In the aforementioned results (Tables 1, 2, 3 and 4), procedures I and II investigate the significance of alternatives and determine the best alternatives by finding the objective weights, subjective weights, total intuitionistic fuzzy values, and variation coefficient values. After comparing the ranking orders of the two working procedures, we found that company Alpha \(\left({V}_{1}\right)\) met the company's criteria and ranked first, followed by company Beta \(\left({V}_{2}\right)\) in second place, company Delta \(\left({V}_{4}\right)\) in third place, and company Zeta \(\left({V}_{3}\right)\) in last place.

After conducting a general evaluation, the decision makers team identified that the rankings produced by the two working methodologies were identical.
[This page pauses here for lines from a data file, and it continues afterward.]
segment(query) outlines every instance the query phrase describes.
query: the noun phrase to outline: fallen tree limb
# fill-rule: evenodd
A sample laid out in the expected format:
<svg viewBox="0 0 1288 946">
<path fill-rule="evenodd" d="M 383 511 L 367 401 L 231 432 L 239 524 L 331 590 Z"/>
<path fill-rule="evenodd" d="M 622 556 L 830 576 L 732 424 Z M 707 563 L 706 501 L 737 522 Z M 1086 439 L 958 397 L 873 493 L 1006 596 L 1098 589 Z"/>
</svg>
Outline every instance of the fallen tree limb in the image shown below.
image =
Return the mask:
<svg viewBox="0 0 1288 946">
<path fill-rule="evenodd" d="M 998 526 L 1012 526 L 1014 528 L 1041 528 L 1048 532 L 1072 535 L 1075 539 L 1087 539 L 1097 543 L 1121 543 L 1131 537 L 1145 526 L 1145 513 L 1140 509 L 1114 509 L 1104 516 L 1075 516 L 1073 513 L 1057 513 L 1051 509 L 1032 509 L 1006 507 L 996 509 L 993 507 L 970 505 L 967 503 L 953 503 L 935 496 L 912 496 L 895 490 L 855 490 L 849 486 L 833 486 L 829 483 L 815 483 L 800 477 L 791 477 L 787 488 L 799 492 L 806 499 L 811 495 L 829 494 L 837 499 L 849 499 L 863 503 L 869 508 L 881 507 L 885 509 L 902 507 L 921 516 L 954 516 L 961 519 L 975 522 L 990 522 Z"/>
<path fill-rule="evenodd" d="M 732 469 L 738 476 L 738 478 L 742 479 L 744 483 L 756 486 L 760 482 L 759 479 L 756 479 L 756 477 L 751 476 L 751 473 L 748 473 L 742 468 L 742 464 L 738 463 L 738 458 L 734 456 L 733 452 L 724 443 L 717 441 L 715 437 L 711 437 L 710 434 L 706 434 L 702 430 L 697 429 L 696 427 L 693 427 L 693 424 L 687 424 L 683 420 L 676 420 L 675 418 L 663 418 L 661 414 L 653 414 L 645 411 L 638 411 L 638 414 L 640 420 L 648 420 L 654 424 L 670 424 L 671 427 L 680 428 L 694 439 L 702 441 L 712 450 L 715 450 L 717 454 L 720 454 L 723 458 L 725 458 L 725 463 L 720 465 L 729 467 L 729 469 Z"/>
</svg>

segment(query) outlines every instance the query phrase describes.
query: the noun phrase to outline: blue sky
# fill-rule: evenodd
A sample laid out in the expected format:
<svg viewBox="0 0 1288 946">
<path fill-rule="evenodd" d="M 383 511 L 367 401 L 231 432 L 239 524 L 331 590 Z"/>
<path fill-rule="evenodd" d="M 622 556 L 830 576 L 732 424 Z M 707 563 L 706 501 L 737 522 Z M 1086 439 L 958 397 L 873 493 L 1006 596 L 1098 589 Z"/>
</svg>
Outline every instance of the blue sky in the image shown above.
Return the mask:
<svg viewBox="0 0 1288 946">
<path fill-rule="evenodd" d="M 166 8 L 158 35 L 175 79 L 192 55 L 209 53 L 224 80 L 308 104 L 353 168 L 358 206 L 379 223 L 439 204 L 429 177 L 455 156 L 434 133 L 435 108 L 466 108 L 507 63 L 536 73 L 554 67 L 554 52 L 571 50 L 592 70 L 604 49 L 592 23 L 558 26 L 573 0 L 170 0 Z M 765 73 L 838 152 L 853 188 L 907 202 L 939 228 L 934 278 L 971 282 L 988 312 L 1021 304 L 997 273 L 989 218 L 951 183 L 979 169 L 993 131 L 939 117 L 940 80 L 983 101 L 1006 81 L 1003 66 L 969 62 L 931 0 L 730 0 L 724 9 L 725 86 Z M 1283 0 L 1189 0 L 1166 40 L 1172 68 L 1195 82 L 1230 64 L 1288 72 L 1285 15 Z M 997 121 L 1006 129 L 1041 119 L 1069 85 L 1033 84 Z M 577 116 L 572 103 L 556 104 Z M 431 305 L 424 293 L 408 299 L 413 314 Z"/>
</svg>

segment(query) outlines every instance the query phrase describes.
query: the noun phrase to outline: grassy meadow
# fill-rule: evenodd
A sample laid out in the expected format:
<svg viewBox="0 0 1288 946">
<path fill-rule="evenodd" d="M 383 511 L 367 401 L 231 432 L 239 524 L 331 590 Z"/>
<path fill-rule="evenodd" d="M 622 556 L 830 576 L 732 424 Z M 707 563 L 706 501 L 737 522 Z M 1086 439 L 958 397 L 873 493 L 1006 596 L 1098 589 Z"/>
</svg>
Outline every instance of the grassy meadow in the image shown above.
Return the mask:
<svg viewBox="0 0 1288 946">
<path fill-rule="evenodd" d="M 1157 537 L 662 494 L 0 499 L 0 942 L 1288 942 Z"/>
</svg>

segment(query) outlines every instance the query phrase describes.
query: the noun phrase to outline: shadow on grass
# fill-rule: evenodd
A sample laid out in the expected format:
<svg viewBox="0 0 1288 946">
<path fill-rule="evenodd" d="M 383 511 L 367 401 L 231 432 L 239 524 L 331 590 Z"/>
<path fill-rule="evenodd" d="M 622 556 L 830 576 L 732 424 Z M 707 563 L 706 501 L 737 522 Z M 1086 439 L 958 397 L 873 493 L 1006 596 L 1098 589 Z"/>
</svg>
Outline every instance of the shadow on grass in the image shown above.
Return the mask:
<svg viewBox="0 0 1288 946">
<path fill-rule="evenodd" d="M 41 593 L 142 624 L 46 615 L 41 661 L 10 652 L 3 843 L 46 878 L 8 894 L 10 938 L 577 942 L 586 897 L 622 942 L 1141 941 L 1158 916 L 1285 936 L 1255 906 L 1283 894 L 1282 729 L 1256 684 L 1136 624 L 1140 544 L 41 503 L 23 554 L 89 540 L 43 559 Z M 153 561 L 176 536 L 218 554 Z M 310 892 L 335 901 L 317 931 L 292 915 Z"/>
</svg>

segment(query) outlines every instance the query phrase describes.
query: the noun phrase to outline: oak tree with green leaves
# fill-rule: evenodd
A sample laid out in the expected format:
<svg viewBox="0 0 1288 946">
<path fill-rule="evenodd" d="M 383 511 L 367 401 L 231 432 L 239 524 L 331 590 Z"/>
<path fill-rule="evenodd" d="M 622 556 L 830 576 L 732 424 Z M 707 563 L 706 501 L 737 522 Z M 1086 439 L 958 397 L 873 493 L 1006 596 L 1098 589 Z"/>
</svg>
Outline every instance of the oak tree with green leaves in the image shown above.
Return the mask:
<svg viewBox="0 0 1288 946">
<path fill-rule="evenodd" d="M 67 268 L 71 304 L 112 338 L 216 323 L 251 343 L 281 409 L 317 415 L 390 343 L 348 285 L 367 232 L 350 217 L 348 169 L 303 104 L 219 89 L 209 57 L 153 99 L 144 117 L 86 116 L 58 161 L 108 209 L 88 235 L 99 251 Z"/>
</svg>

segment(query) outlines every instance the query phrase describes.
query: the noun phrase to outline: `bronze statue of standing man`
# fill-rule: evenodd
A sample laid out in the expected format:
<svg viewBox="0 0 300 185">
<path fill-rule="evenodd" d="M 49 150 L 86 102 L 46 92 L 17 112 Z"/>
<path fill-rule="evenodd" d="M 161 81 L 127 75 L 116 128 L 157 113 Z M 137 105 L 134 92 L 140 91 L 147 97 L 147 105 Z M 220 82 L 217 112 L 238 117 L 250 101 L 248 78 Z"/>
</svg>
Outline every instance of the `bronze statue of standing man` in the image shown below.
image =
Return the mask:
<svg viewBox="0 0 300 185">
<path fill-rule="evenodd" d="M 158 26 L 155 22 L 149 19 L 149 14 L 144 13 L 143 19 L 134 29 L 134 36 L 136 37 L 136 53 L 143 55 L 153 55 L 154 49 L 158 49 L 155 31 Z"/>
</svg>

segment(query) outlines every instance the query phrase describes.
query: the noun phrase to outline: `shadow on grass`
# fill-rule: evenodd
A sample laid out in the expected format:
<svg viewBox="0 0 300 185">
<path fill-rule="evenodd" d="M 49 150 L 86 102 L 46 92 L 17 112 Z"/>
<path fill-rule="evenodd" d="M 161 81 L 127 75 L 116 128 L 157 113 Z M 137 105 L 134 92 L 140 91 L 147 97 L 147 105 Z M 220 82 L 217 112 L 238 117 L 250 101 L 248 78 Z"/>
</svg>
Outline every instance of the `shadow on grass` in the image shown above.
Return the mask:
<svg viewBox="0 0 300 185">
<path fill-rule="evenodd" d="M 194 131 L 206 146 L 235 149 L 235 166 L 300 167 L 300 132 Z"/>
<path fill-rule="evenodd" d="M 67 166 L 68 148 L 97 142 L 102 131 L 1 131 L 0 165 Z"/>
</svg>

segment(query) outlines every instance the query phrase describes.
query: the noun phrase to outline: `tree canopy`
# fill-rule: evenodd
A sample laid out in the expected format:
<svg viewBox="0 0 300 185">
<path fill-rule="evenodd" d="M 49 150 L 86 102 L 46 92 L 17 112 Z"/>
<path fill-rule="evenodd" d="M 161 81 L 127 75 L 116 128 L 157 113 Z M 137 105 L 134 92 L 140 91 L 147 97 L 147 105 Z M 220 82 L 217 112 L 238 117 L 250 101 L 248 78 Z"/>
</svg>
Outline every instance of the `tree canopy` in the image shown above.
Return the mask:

The proposed approach stands out as the best one despite the fact that the ranking order remains the same when compared to the different similarity measures due to an aspect termed "time consumption.". Our technique deviates from earlier similarity measures13 in terms of time consumption. This method yields results a little bit faster than previous mentioned method.

Conclusion

The various entropy and similarity estimation methods have been employed to resolve recent GDM problems utilizing intuitionistic fuzzy proofs. This study introduces the variation coefficient measure as a statistical technique for intuitionistic fuzzy graph preferences and highlights the significance of Laplacian energy in this scenario. Also utilize Xu’s approach to turn the intuitionistic preference connections that closely resemble substitutes into internal weights for the authorities, thus extracting information. The suggested methodology utilizes two working techniques to establish a ranking order and facilitate a comprehensive comparison of preferences (ranks). The variation coefficient and Laplacian energy were successfully applied to pick alliance partners, and their implementation will facilitate the assignment of replacement rankings. We successfully implemented the presented work to choose the best alliance partner for a software company and found that Alpha \(({V}_{1})\) met the company's criteria, forming a strong alliance with a multinational software company. In the future, the authors will extend the work to statistical metrics such as correlation coefficient, regression coefficient, and association coefficients can be applied to additional forms of IFG in GDM techniques. The research study offers various advantages in the scenario of decision-making strategies, but also, has some limitations while applying the various fuzzy graphs. This concept can be extended to several forms of intuitionistic fuzzy graphs, such as Pythagorean fuzzy graphs, Hesitant fuzzy graphs, and Fermatian fuzzy graphs. This approach allows for the examination of various components within these graphs in future research work.